Siang itu, teman-teman kecil Jendela Jogja Sapen diminta untuk membuat mading setelah belajar menari dan menyanyi tuk persiapan acara penutupan program Jendela di Sapen. Oki, Gatan, Deswita dan Salma masuk ke dalam kelompok pohon cita-cita yang dipandu oleh Kak Restu dkk.

Ketika Deswita dan Salma asyik dengan kak Restu dan satu kakak lagi *saya lupa berkenalan dengan Jendelist baru itu, hehe*, kak Hono sibuk dengan dua adik cowok yang gak bisa diam itu. Gatan masih menurut ketika diminta untuk bercerita tentang cita-citanya di selembar kertas origami. Sementara Oki, sibuk sendiri tak jelas membuat apa. Gonta-ganti kertas origami dan tak menjawab ketika ditanya cita-citanya, sampe akhirnya dia berteriak ingin jadi teroris.
OK saya shock mendengarnya karena dia tampak bahagia dan bangga ketika menceritakan alasan suka dengan teroris.

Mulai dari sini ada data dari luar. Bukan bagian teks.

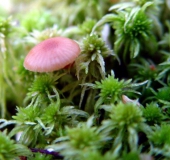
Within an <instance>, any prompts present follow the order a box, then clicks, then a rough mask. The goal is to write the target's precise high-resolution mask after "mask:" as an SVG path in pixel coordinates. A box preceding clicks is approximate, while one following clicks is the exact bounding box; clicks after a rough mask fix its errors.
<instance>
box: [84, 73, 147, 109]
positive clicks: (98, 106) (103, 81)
mask: <svg viewBox="0 0 170 160" xmlns="http://www.w3.org/2000/svg"><path fill="white" fill-rule="evenodd" d="M146 83H147V81H144V82H142V83H132V79H129V80H126V81H125V80H119V79H118V78H115V75H114V72H113V71H112V72H111V75H108V77H105V78H104V79H103V80H101V81H96V82H95V84H92V83H91V84H90V83H85V84H84V85H86V86H88V87H91V88H93V89H98V90H99V98H98V100H97V101H96V104H95V110H96V111H97V110H98V108H99V107H100V106H101V105H102V104H111V103H112V104H115V103H117V102H119V101H121V99H122V95H123V94H127V93H128V92H129V93H136V94H140V93H139V92H137V91H136V90H135V88H136V87H139V86H141V85H144V84H146Z"/></svg>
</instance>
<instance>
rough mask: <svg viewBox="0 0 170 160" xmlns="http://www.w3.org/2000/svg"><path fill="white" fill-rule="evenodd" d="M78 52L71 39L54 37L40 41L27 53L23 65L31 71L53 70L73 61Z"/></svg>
mask: <svg viewBox="0 0 170 160" xmlns="http://www.w3.org/2000/svg"><path fill="white" fill-rule="evenodd" d="M79 54H80V47H79V45H78V44H77V43H76V42H75V41H74V40H72V39H69V38H65V37H55V38H50V39H47V40H45V41H42V42H41V43H39V44H38V45H36V46H35V47H34V48H32V49H31V51H30V52H29V53H28V55H27V56H26V58H25V60H24V67H25V68H26V69H27V70H30V71H33V72H53V71H56V70H59V69H62V68H64V67H66V66H68V65H69V64H71V63H73V62H74V61H75V59H76V57H77V56H78V55H79Z"/></svg>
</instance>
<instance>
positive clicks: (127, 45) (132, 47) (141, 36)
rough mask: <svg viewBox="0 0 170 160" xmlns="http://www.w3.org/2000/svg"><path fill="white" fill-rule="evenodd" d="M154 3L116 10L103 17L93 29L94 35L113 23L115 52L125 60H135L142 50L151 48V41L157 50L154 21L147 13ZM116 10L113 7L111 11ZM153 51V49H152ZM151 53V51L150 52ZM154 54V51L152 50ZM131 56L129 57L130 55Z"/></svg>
mask: <svg viewBox="0 0 170 160" xmlns="http://www.w3.org/2000/svg"><path fill="white" fill-rule="evenodd" d="M150 5H152V3H150V2H148V3H145V5H143V6H142V7H139V6H136V7H133V8H131V7H132V6H131V7H127V8H128V9H127V10H126V8H125V10H124V8H122V9H119V10H116V13H110V14H107V15H105V16H103V17H102V19H101V20H99V21H98V22H97V24H96V25H95V26H94V27H93V30H92V33H94V32H95V30H96V29H97V28H98V27H99V26H101V25H103V24H105V23H111V25H112V27H113V29H114V30H115V37H116V38H115V42H114V51H115V53H116V54H118V55H120V56H121V57H123V58H124V59H125V58H126V57H130V58H135V57H137V56H138V55H139V53H140V51H141V49H145V48H144V46H145V47H146V48H148V49H149V48H150V46H149V45H150V44H148V42H149V41H151V42H152V44H153V45H154V46H155V48H156V45H157V44H156V40H155V37H154V36H153V34H152V19H151V18H150V17H148V16H147V15H146V13H145V10H146V9H147V7H149V6H150ZM112 9H114V8H113V7H111V9H110V10H112ZM150 49H151V48H150ZM150 52H151V51H150ZM152 53H153V50H152ZM128 54H129V55H128Z"/></svg>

“hey kenapa kamu suka dengan teroris? Karena apa? Senjatanya atau apa?” tanya saya penasaran

“Ya bazooka, bisa nge-bom terus bisa perang-perangan” jelasnya sembari berdiri dan bercerita dengan nada antusias.
“Bukannya tentara juga ada senjatanya?” jelas saya tanpa dipedulikannya, dia pun berlari sembari teriak teroris lagi. Hadeeeeeeeeeeeeeeh -____________-“

Saya sendiri langsung pusing memikirkan cara baik tuk menjelaskan nilai buruk tentang teroris dengan bahasa anak-anak. Karena bagi Oki, teroris itu keren dengan segala hal yang bisa dilakukan mereka tuk menaklukan sesuatu dan membawa senjata plus berperang. Makna kata teroris terlalu rumit tuk dijelaskan padanya yang baru berusia 6 atau 7 tahun. Saya tinggalkan sejenak ia dengan keasyikan daya khayal dia menjadi teroris, dan memilih tuk membantu si Restu mendampingi Salma dan Deswita.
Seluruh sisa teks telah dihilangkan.